Some say the media battle goes both ways. Maria Baronova, a former opposition activist covering Russian social issues for RT, was banned from American social media platforms last year. “The Cold War goes for both sides. I have been banned on Twitter for working for RT in April, 2020. That is nonsense,” Baronova added.

Investment in propaganda at home has already turned Russia into a nation of skeptics. In the early days of the conflict in Ukraine, 48 percent of Russians told the Public Opinion Foundation that they think propaganda harms their society.

According to a social study by the Russian Public Opinion Research Center, 88 percent of young Russians aged 18-24 said they were on YouTube. Even the Kremlin’s most notorious propagandist, Vladimir Solovyev, admitted in a recent interview for Komsomolskaya Pravda that “the television audience is growing terribly old.”

Young Russians are hungry for the truth, and in recent years, influential Russian YouTubers have started to take a more open approach with their content. Russia’s top online interviewer, Yury Dud, has 8.7 million subscribers and more than 500 million views on his channel. Tens of millions watched Dud’s documentaries on the AIDs epidemic and poverty and neglect in Kamchatka, Russia’s forgotten peninsula. More than 29 million people viewed Dud’s interview with Alexei Navalny soon after the politician recovered from his poisoning attack.

In spite of state pressure on opposition bloggers, emerging YouTube stars are now covering some of Russia's most acute political issues. Irina Shikhman, another popular blogger, focuses on making celebrity-oriented videos in which she asks public figures uncomfortable questions about their personal lives. But some of her most popular clips are political in nature: over two million people viewed Shikhman’s interview with Navalny ally Lyubov Sobol.

Russia’s only independent online television channel, TV Rain, has 2.3 million subscribers on YouTube. The channel’s founder and owner, Natalya Sindeyeva, says she isn’t worried about the Kremlin’s boosted promotion of RT.

“We have been competing with state television channels without any state budget, without any administrative resources, for 11 years and we managed, which means money is not the main thing,” Sindeyeva said. “If they boost social media, the algorithms would recognize the artificial traffic.
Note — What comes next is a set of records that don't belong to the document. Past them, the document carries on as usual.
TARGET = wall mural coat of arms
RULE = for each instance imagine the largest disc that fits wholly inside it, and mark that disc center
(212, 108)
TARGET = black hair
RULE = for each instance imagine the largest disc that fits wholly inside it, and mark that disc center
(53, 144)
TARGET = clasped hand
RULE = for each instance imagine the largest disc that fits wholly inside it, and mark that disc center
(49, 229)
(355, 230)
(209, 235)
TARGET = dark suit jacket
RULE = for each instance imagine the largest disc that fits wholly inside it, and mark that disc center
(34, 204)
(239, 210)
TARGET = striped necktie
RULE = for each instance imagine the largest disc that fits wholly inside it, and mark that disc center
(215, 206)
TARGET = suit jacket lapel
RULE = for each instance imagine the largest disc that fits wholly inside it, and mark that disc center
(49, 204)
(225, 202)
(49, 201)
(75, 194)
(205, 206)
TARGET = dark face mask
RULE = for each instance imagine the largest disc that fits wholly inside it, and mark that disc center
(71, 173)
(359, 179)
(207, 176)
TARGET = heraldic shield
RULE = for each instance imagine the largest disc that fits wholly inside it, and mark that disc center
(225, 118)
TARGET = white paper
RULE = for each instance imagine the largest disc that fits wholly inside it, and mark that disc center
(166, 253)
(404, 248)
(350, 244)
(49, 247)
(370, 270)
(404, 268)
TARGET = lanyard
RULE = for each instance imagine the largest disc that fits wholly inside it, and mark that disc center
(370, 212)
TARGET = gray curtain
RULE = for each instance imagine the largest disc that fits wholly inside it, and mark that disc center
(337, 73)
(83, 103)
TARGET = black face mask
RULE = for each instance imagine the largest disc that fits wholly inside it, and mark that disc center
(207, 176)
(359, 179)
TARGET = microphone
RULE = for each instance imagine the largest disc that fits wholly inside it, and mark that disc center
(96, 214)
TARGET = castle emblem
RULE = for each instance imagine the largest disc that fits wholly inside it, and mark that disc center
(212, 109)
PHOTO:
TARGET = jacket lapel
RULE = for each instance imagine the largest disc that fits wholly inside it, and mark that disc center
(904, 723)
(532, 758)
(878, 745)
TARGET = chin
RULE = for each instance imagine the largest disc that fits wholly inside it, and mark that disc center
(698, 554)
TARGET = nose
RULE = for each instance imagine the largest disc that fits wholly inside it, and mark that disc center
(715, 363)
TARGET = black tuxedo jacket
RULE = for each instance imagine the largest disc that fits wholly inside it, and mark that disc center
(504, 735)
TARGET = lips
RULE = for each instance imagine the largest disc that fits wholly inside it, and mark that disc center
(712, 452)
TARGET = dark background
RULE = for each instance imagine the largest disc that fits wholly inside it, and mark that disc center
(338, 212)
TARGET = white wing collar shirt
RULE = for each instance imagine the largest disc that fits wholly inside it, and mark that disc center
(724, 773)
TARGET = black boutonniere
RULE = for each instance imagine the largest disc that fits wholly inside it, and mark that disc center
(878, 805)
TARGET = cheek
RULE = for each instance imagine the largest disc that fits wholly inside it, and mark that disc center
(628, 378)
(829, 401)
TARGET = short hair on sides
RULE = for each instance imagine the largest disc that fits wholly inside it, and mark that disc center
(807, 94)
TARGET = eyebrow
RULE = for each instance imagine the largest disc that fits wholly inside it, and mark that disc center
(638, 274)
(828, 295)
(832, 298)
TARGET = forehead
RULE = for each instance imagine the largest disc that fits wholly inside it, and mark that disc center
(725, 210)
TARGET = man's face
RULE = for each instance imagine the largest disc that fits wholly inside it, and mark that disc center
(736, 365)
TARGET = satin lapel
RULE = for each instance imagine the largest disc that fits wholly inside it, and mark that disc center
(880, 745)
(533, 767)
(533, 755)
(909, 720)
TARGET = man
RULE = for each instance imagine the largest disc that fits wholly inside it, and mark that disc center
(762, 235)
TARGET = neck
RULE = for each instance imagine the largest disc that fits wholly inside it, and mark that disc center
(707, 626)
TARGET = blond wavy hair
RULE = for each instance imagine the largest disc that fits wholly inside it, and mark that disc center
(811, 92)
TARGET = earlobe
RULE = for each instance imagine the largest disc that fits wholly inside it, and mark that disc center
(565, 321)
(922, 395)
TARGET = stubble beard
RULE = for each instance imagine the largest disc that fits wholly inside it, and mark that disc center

We don’t see any threat, since we are experienced in responding to challenges. Our audience trusts us and independent bloggers, our main job is not to lie. Trust cannot be purchased for money,” she said.

It is too early to know for sure whether RT’s reports will crowd out independent media in Russia. “It depends on the quality of their content,” TV Rain’s editor-in-chief, Tikhon Dzyadko, told The Daily Beast.

Some independent bloggers saw the government’s increase of spending on internet content as a positive sign. “It seems the Kremlin realized they cannot ban YouTube, so they decided to choke it with propaganda,” blogger Karen Shainyan, host of the YouTube show “Straight Talk with Gay People”, told The Daily Beast. “Authorities spend shockingly huge money on RT, more than on any other television channel.”

Pavel Kanygin, who manages a YouTube channel for Novaya Gazeta, a legendary independent newspaper in Russia, says the government has begun to view social media platforms as a real threat. “We can see that the Kremlin has become serious about YouTube,” he said, especially after over 100 million people viewed an investigative report about Putin released by Navalny’s organization on the site in January.

“One thing is to get clicks and another to get people engaged, to comment on the publication–that is a completely different story that cannot be artificially created,” Kanygin said.